In my youth, I really did ride an ordinary road bike in the rain and snow, without much problem. The worst traction problems come on glare ice. I once taco’ed a front wheel while riding in the winter. I hit a patch of ice going at about 15 mph. The wheel spun to the left, while the rest of the bike (and me) kept going straight. I had a wheel that Mobieus would have been proud of! So be careful on the ice.
Regular maintenance improves the ride of any bicycle. In the winter, you should clean your bike more often, because snow, ice, and water will tend to carry dirt further into the recesses of your drivetrain, hubs, etc. I clean my mountain bike first with dish detergent, then follow up with Simple Green or other balanced-Ph degreaser. I wash with water, but not a hard jet spray. Use a sprayer that puts out a somewhat gentle wash, like what you would use to water your lawn. You’ll avoid forcing water into the sealed bearings.
I don’t know this for sure, but I would guess that you should use a chain lubricant that remains liquid at cold temps. I think that White Lightning and other “wax” lubricants would turn solid and may have issues. I don’t know that for sure. Tri-Flow or other liquid oils might be better.
I think the biggest hassle you’ll get is from the cold. You will want to have full gloves and something to waterproof your feet.

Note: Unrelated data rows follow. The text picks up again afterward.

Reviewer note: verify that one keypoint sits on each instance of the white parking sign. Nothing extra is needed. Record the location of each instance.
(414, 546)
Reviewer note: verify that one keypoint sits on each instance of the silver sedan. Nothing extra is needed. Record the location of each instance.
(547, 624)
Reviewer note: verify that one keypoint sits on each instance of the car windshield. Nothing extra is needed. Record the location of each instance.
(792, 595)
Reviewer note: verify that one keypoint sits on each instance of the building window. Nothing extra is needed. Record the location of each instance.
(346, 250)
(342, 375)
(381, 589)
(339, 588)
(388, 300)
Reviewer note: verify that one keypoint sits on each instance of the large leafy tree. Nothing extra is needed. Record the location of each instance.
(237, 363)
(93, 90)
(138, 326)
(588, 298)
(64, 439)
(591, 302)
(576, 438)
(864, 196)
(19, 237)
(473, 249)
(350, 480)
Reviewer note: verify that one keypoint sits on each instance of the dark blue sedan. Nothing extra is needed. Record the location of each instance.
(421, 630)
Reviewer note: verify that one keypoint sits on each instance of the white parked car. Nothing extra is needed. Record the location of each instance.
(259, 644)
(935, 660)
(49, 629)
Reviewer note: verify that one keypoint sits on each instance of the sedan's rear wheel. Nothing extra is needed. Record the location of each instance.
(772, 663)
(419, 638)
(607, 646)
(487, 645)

Street slicks are very smooth. Semi-treadless have sort of a diamond pattern in the center and are for hard-packed trails or slick rock. The knobs on the edges of the tread are supposed to help you corner. Street slicks might hold up a little better on the street than semi-treadless tires. I don’t think it would hurt to use them until they need replacing and then replace with street slicks.
I’ve never heard the term ‘skids’ used here to mean slicks, but I suppose it might be a regional variation.
Semi-slicks of the variety described aren’t intended to have more traction in corners, as many are saying, but to have more traction in soft patches where the centre slick portion will sink in a bit. When riding on paved surfaces they’re very squirmy if you corner hard. For on-road riding, my vote is for real slicks, not the halfass version, but unless you corner really hard with some frequency there’s no real need to replace semi-slicks.
In my experience as a bicycle courier in Winnipeg through one winter, and commuting from central Winnipeg to the University of Manitoba (round trip 24km) through a couple more winters, it’s perfectly possible to ride in ice and snow. Others have already touched on the key points - be careful on ice (hardpack snow isn’t too bad with good knobbies), and wash & lube the bike frequently. Fenders are essential. “Lobster mitts” are a great way to keep fingers warm while still being able to manipulate brakes and shifters. I never bothered with metal studded tires, but if I had I probably would have avoided a few spills.
Some good suggestions, thanks! My skids/slicks/whatever sound like they are probably the best bet for my current terrain - I bike usually only on pavement and smooth dirt paths. I’m going to do a bit more research before I try biking for the winter.